Dear SaaStr: As a Startup, What Are Some Effective Ways For an Underdog to Take Down Their Competition?

It depends on the gap. In B2B historically, I’d argue if your competitor is larger than you, at $8M-$10M+ in ARR and growing quickly, with even reasonably happy customers, then it’s too late. Too late to “take them down.”

That used to take decades, at least. So maybe don’t make that the primary goal.

But 2026 has changed this calculus pretty dramatically. AI-native companies are crossing $100M ARR in under 18 months. Cursor, Lovable, Replit, Harvey, Sierra, Glean, Clay — all hit milestones that used to take 5-7 years in 18 months or less. They’re not just denting incumbents. They’re displacing them. The 400+ B2B unicorns from the 2021 vintage that haven’t found exits? Many of them are vulnerable to exactly this kind of attack right now.
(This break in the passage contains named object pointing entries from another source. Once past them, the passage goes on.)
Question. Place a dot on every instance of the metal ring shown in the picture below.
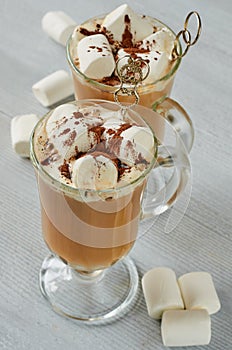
(199, 25)
(175, 52)
(127, 92)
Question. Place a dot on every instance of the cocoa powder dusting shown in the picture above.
(71, 139)
(127, 37)
(64, 170)
(78, 115)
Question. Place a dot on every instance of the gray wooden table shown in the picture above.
(202, 240)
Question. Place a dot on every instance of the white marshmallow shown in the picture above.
(58, 25)
(53, 88)
(161, 291)
(69, 134)
(186, 328)
(158, 63)
(162, 41)
(89, 172)
(198, 292)
(115, 23)
(21, 129)
(95, 57)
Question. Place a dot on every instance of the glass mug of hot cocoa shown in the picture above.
(100, 170)
(95, 47)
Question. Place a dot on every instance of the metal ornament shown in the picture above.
(186, 35)
(130, 74)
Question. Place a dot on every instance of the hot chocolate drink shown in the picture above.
(93, 163)
(97, 45)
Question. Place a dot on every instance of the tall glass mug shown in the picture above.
(88, 275)
(152, 95)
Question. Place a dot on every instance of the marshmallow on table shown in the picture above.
(21, 129)
(186, 327)
(58, 25)
(158, 63)
(161, 291)
(116, 22)
(53, 88)
(198, 291)
(95, 57)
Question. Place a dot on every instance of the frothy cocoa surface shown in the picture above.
(70, 134)
(91, 229)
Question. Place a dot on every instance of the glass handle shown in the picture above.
(167, 181)
(178, 118)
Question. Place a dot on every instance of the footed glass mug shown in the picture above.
(154, 95)
(87, 275)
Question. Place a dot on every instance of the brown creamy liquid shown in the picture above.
(105, 233)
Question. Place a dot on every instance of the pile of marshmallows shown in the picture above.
(184, 305)
(48, 91)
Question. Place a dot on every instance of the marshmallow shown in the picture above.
(162, 41)
(161, 291)
(21, 129)
(186, 327)
(157, 61)
(58, 25)
(198, 292)
(137, 141)
(95, 57)
(53, 88)
(94, 172)
(68, 134)
(115, 22)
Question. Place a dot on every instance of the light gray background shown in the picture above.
(201, 241)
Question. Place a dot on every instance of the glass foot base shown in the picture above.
(97, 299)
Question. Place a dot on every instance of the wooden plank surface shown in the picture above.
(203, 238)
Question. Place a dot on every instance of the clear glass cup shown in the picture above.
(149, 93)
(153, 95)
(88, 275)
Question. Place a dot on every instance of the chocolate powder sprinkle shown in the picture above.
(66, 131)
(78, 115)
(64, 170)
(71, 139)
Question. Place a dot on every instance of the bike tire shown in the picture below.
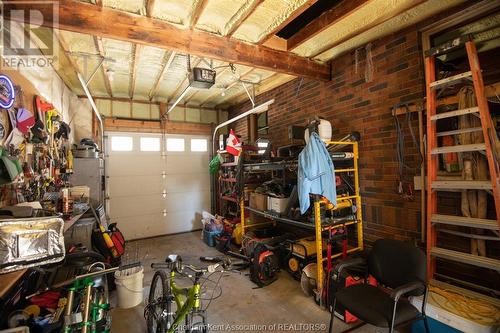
(160, 280)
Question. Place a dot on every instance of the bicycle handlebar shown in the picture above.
(179, 267)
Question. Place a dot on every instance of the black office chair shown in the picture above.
(397, 266)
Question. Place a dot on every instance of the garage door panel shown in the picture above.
(135, 164)
(182, 222)
(189, 163)
(136, 205)
(135, 185)
(188, 182)
(192, 201)
(149, 225)
(136, 181)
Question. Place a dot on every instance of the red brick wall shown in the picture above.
(351, 104)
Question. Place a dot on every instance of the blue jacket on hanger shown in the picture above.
(316, 174)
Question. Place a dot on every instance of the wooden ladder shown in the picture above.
(433, 151)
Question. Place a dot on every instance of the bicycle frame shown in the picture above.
(187, 300)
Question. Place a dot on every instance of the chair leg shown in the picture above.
(332, 315)
(426, 324)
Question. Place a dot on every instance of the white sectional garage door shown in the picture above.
(157, 185)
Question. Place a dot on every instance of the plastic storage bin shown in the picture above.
(209, 237)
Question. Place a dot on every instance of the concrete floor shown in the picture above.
(283, 302)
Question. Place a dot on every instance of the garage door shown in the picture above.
(157, 185)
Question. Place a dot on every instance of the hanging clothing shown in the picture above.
(316, 174)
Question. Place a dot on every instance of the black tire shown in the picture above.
(156, 303)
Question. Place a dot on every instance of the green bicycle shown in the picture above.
(169, 305)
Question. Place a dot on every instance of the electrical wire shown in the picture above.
(468, 307)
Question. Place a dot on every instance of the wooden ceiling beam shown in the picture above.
(240, 16)
(379, 20)
(167, 61)
(197, 11)
(138, 101)
(106, 22)
(274, 28)
(104, 67)
(324, 21)
(136, 49)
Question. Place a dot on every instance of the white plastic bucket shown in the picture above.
(129, 287)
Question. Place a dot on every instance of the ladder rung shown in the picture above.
(460, 131)
(466, 258)
(455, 113)
(459, 148)
(465, 221)
(449, 80)
(461, 185)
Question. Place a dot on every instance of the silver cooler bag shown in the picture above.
(30, 242)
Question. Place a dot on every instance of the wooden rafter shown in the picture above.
(324, 21)
(167, 61)
(104, 67)
(197, 11)
(232, 84)
(240, 16)
(106, 22)
(65, 49)
(149, 7)
(136, 49)
(275, 27)
(183, 82)
(379, 20)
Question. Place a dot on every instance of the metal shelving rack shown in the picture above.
(318, 227)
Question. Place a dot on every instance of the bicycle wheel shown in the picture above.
(155, 309)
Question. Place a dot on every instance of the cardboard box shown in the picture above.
(258, 201)
(277, 205)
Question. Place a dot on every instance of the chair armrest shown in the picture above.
(349, 263)
(406, 288)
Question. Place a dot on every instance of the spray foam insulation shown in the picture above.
(267, 16)
(77, 45)
(149, 65)
(399, 22)
(174, 11)
(217, 13)
(368, 14)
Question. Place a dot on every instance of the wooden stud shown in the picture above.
(270, 33)
(106, 22)
(486, 123)
(167, 61)
(432, 163)
(324, 21)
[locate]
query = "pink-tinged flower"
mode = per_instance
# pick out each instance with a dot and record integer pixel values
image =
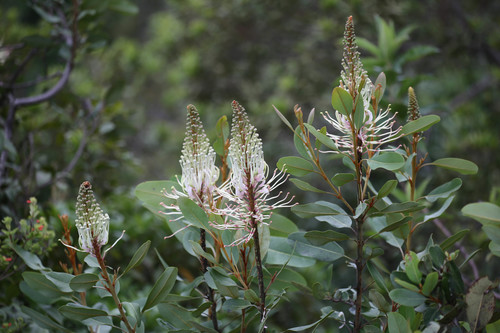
(374, 132)
(91, 222)
(248, 190)
(376, 127)
(199, 172)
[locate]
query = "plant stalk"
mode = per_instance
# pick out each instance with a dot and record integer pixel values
(210, 291)
(111, 286)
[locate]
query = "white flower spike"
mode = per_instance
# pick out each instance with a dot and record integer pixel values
(249, 189)
(376, 127)
(199, 173)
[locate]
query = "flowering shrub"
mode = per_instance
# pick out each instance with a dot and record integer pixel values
(223, 210)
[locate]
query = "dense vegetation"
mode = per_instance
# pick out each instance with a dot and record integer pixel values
(97, 90)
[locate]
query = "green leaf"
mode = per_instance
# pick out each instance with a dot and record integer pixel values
(222, 128)
(445, 190)
(176, 316)
(407, 285)
(47, 16)
(437, 256)
(124, 7)
(419, 125)
(411, 268)
(457, 164)
(379, 300)
(250, 295)
(391, 161)
(79, 312)
(406, 297)
(397, 323)
(486, 213)
(193, 213)
(380, 85)
(281, 225)
(403, 207)
(323, 138)
(328, 252)
(452, 240)
(439, 212)
(299, 144)
(431, 281)
(493, 327)
(319, 238)
(480, 304)
(199, 251)
(280, 252)
(387, 188)
(295, 166)
(285, 279)
(304, 186)
(342, 101)
(379, 280)
(42, 284)
(161, 288)
(218, 279)
(83, 282)
(150, 193)
(60, 279)
(313, 210)
(342, 178)
(43, 320)
(29, 258)
(138, 256)
(310, 118)
(235, 304)
(393, 225)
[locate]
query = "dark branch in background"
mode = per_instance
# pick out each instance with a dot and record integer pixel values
(91, 111)
(13, 102)
(29, 84)
(69, 41)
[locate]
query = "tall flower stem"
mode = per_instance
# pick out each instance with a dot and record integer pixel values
(413, 114)
(210, 291)
(256, 240)
(360, 242)
(110, 285)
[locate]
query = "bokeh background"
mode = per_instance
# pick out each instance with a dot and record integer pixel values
(139, 64)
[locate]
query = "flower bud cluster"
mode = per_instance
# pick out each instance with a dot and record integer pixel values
(249, 188)
(92, 223)
(199, 172)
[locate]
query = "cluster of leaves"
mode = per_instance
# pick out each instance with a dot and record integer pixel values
(426, 290)
(30, 234)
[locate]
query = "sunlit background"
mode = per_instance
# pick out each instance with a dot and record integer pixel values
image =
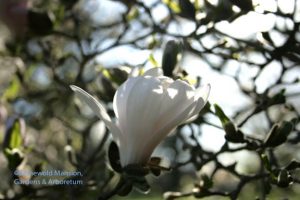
(226, 76)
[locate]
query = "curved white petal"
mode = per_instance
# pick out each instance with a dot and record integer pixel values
(154, 72)
(98, 109)
(177, 98)
(142, 107)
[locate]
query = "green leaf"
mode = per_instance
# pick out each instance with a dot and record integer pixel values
(152, 60)
(174, 6)
(14, 157)
(16, 137)
(13, 90)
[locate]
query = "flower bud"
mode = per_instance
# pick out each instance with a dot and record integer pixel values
(284, 178)
(278, 134)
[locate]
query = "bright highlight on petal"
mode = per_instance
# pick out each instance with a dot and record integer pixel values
(147, 109)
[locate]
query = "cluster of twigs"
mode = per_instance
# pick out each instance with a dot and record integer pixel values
(71, 47)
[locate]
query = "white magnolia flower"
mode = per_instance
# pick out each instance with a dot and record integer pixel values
(147, 109)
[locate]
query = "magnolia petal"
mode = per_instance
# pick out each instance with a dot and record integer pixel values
(141, 115)
(154, 72)
(176, 99)
(98, 109)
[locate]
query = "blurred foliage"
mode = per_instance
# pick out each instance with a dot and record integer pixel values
(43, 127)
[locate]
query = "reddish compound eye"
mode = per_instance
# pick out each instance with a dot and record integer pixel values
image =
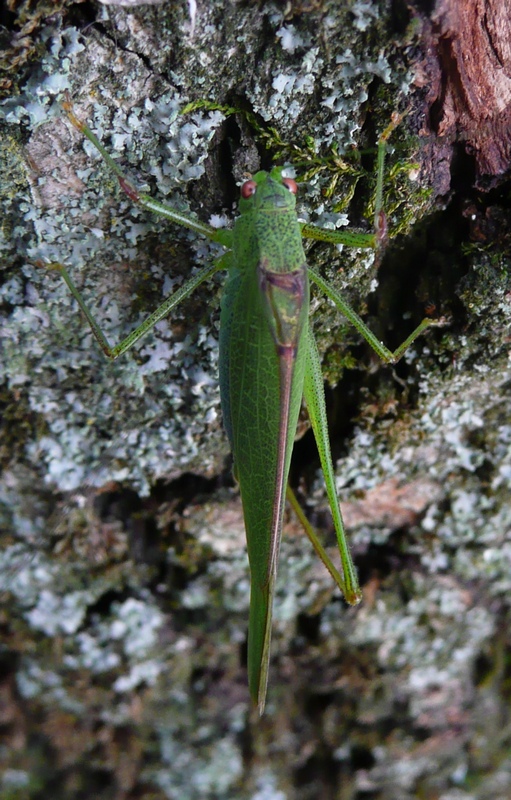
(248, 189)
(290, 184)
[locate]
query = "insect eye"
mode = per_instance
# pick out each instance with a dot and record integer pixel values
(290, 184)
(248, 189)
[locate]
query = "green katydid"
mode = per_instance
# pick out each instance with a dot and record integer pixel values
(268, 362)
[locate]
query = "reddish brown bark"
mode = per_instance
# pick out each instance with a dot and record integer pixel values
(471, 98)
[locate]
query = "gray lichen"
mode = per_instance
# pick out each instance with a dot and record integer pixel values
(135, 655)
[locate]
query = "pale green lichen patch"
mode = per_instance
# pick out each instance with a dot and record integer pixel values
(154, 656)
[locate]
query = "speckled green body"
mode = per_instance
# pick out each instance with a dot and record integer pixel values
(262, 364)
So the underdog playbook now in the Age of AI is more aggressive than it used to be. You can take real share. Sometimes you can take down a category leader, especially if they’re built on pre-AI architecture.

How to win as an underdog when your competitor is bigger than you and growing just as fast, or faster:

  • Be Truly 10x Better At Just One Important Thing. Just understand this differentiation lasts for far less time than it used to.  Do you have a key Salesforce or Slack integration they don’t? Are you localized and they aren’t? Are you 100x faster to deploy? Pick one important thing that customers buy because of and be 10x better at that. Because you won’t be better at everything. In 2026, this is even more critical because AI lets you ship the 10x feature in weeks instead of quarters. Vibe coding has compressed the time from idea to production-ready by 5-10x. If you can identify the one thing customers really care about and ship it before the BigCo can, you have a real opening. Cursor did this with code completion. Lovable did this with vibe coding for non-developers. Both took share fast.
  • Be Genuinely AI-Native When They Aren’t. This is the new strategy for 2026, and it’s the most powerful one in many categories. Most B2B incumbents from 2018-2022 are now bolting AI features onto products designed for human-in-the-loop workflows. They can’t fundamentally redesign without breaking the existing customer base. You can. Build the product around AI agents from day one. Outcome-based pricing instead of seats. Workflows that assume an agent does most of the work. PagerDuty got displaced this way. Mixmax is getting displaced this way. A lot of “AI features added” products will get displaced this way over the next 24 months. Don’t try to add AI to a B2B playbook. Build AI and add B2B economics.
  • Go More Enterprise. Be more secure. More trusted. Safer. More reliable. If your competitor is very SMB focused, there is always room at the high end. And you can charge more for this. The 2026 wrinkle: enterprise buyers in AI-adjacent categories want vendor stability, security certifications, deployment partners, and FDE-style implementation support. If you can deliver enterprise-grade ops on top of an AI-native product, you’re in a category of one in many spaces.
  • Room at the Bottom. Most B2B companies begin to de-prioritize the bottom of the market. SMBs can get you to $10M ARR, but it’s much harder for most B2B companies to go from $10M to $100M on just $10/month deals. You naturally focus on bigger customers and getting them to pay more. And this leaves room at the bottom. AI has made this strategy even more powerful. AI-native tools can serve SMBs profitably at price points that were unviable in the pre-AI era. The cost-to-serve has collapsed. Companies like Replit are building serious businesses on freemium plus low-end pricing that legacy B2B can’t match.
  • Be Much Cheaper. My least favorite strategy, but it works. At least, it’s a good strategy to be #3 in the market. Oligopolistic B2B markets often end up with a #1 Leader (60-80% market share), a #2 More Innovative player (20-30% market share), and a #3 Dirt Cheap player. The problem is this segment is high churn, low loyalty, and super price sensitive. It may end up being the most competitive segment of the market. But there is usually room for a Dirt Cheap #3 in most $100M+ market segments. In 2026, the new version of “much cheaper” is often “outcome-based vs seat-based.” If the incumbent charges $50/seat/month and you charge per resolved ticket or per closed deal, you’ve made the price comparison apples to oranges, and customers love that. It’s not really cheaper. It’s just aligned with their outcomes.
  • Out-Ship Them. This wasn’t really a strategy in the original list because it didn’t matter much. Products were stable. Now it matters a lot. If your competitor is on a 12-month release cycle and you’re shipping weekly, you’ll out-iterate them on every customer-requested feature. The accumulated product gap after 18 months is enormous. Public B2B incumbents are particularly vulnerable here because their release cycles are gated by enterprise QA, customer comms, partner ecosystems, and regulatory review. They can’t ship weekly. You can. Use it.

Some ideas.

The 2026 reality is that most “take them down” outcomes still take years, not months. But years, not decades. The asymmetry between AI-native challengers and pre-AI incumbents is the biggest competitive opening B2B has seen in 15 years.